Por Damatta Lucas, para Clique PI
O Brasil enfrenta hoje não apenas a hostilidade de um presidente de extrema direita nos Estados Unidos, mas algo ainda mais repugnante: a colaboração de um parlamentar brasileiro contra sua própria pátria.
As medidas de Donald Trump contra o Brasil já são suficientemente graves. Como mostrou o g1, temos:
- Tarifaço sobre produtos brasileiros, golpeando nossa indústria e agricultura;
- Retirada de vistos diplomáticos, humilhando autoridades como o ministro Alexandre Moraes, relator do processo contra o ex-presidente Jair Bolsonaro (PL), por tentativa de golpe de Estado (julgamento utilizado por Trump para punir o Brasil, já que Bolsonaro é seu aliado de extrema direita na América do Sul), o ministro da Saúde Alexandre Padilha e servidores ligados ao programa Mais Médicos;
- Punições seletivas a técnicos e gestores brasileiros, em claro ato de retaliação política.
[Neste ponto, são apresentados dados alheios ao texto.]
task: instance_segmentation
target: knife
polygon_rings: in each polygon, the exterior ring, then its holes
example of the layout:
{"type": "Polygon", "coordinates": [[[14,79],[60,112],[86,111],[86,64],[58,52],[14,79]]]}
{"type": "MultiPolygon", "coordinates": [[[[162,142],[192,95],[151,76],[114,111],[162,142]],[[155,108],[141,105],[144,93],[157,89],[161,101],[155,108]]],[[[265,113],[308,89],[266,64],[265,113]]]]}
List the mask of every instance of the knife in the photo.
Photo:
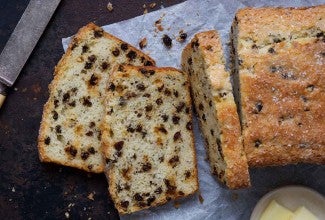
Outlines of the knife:
{"type": "Polygon", "coordinates": [[[30,0],[0,54],[0,108],[61,0],[30,0]]]}

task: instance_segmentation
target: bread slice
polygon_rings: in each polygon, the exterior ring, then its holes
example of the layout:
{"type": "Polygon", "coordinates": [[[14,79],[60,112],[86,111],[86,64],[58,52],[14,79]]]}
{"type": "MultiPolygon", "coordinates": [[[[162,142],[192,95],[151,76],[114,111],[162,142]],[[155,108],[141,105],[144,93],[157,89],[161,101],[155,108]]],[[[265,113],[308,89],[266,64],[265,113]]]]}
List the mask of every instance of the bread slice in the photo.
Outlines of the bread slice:
{"type": "Polygon", "coordinates": [[[182,53],[211,171],[231,189],[250,186],[239,117],[221,41],[216,31],[198,33],[182,53]]]}
{"type": "Polygon", "coordinates": [[[73,38],[55,68],[38,138],[40,160],[103,172],[103,97],[113,64],[154,65],[134,47],[90,23],[73,38]]]}
{"type": "Polygon", "coordinates": [[[245,8],[232,26],[250,166],[325,164],[325,5],[245,8]]]}
{"type": "Polygon", "coordinates": [[[103,154],[109,192],[121,214],[198,190],[187,74],[119,66],[109,80],[103,154]]]}

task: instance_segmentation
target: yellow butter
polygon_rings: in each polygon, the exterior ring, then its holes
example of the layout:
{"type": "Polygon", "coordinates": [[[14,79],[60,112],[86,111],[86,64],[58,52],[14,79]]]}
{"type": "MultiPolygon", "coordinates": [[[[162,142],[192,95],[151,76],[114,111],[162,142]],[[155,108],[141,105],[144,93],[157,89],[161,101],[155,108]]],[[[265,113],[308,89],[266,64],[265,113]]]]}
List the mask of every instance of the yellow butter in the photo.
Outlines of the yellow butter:
{"type": "Polygon", "coordinates": [[[275,200],[267,206],[260,220],[291,220],[293,213],[275,200]]]}
{"type": "Polygon", "coordinates": [[[301,206],[293,213],[291,220],[318,220],[318,218],[304,206],[301,206]]]}

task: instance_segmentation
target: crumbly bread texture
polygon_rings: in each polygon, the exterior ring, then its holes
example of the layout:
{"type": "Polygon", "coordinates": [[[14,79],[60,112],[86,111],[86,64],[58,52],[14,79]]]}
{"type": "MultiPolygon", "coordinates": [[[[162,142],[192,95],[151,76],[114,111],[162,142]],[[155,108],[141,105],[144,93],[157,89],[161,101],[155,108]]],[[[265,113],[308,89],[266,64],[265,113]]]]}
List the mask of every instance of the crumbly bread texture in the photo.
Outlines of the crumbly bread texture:
{"type": "Polygon", "coordinates": [[[250,166],[325,164],[324,31],[325,5],[236,14],[235,91],[250,166]]]}
{"type": "Polygon", "coordinates": [[[190,75],[212,173],[231,189],[250,186],[239,117],[218,33],[196,34],[183,51],[182,67],[190,75]]]}
{"type": "Polygon", "coordinates": [[[55,68],[38,139],[40,160],[104,171],[100,152],[103,97],[114,63],[154,65],[142,52],[90,23],[55,68]]]}
{"type": "Polygon", "coordinates": [[[119,66],[103,120],[109,192],[120,214],[198,190],[188,76],[173,68],[119,66]]]}

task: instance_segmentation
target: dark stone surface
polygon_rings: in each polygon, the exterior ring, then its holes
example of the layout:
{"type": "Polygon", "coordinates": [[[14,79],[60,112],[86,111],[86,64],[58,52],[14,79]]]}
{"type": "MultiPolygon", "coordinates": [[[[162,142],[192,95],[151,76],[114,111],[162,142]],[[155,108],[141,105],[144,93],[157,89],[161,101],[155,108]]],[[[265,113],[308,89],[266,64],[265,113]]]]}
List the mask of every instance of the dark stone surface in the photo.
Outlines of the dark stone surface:
{"type": "MultiPolygon", "coordinates": [[[[3,49],[28,0],[0,0],[0,50],[3,49]]],[[[143,13],[153,1],[62,0],[40,41],[27,61],[2,109],[0,109],[0,219],[118,219],[109,199],[104,175],[41,164],[37,136],[48,85],[63,55],[61,38],[83,25],[129,19],[143,13]],[[94,193],[94,200],[87,196],[94,193]],[[70,206],[70,207],[69,207],[70,206]]],[[[156,1],[157,10],[181,2],[156,1]]]]}

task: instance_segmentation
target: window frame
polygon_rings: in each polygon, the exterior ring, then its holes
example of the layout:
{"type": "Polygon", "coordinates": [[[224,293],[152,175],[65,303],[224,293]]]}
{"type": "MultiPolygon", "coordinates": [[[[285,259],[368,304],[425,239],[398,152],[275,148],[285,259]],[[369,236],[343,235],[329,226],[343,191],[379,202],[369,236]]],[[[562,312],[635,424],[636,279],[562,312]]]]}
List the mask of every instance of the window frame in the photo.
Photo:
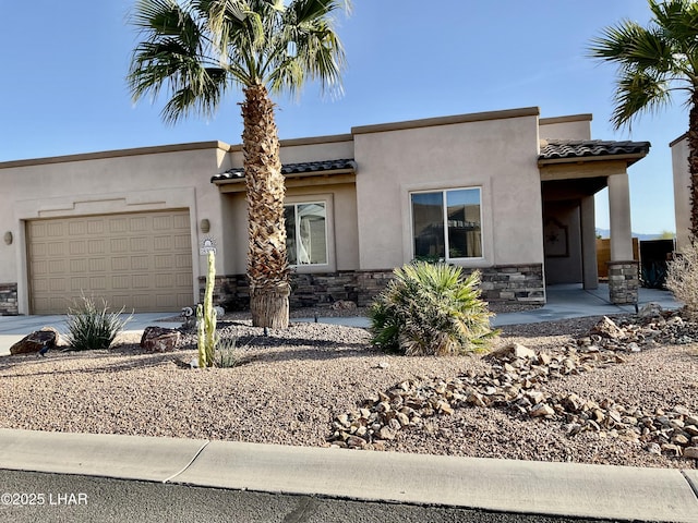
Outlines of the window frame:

Até aqui, poderíamos tratar como mais uma crise entre governos. Mas há algo muito pior: Eduardo Bolsonaro (PL-SP), deputado federal, agindo como cúmplice de Trump.
Um parlamentar contra o Brasil
Na tarde desta sexta-feira (15/8), o próprio Eduardo Bolsonaro publicou em suas redes sociais que se encontrou com o secretário do Tesouro dos EUA, Scott Bessent. O detalhe escandaloso: esse encontro ocorreu justamente depois de uma reunião do ministro da Fazenda, Fernando Haddad, com o mesmo representante americano ter sido suspensa. Fontes em Brasília e Washington não têm dúvidas: a mão oculta que minou o diálogo diplomático foi a ingerência direta de Eduardo.
Trata-se de um caso sem precedentes: um deputado brasileiro, pago pelo povo brasileiro, atuando para sabotar negociações oficiais de seu país, em alinhamento explícito com uma potência estrangeira que nos ataca.
Se isso não configura um ato de lesa-pátria, o que mais configuraria?
A resposta que o Brasil precisa dar
O governo Lula já recorreu à OMC contra as tarifas, ainda que esse caminho esteja fragilizado pelo bloqueio imposto pelo próprio Trump. Paralelamente, busca respostas nos Brics e em alianças Sul-Sul. São movimentos corretos, mas insuficientes diante do nível da afronta.
É hora de o Brasil:
- Denunciar internacionalmente a ingerência americana em nossos assuntos internos;
- Apontar Eduardo Bolsonaro como corresponsável por sabotagem diplomática;
- Diversificar exportações e alianças de forma urgente, reduzindo dependência dos EUA;
- E, sobretudo, abrir o debate sobre limites constitucionais e legais para parlamentares que atuam contra o interesse nacional em conluio com governos estrangeiros.
Não é oposição: é traição
Um parlamentar pode fazer oposição, criticar políticas públicas, votar contra medidas do governo. Isso é democracia.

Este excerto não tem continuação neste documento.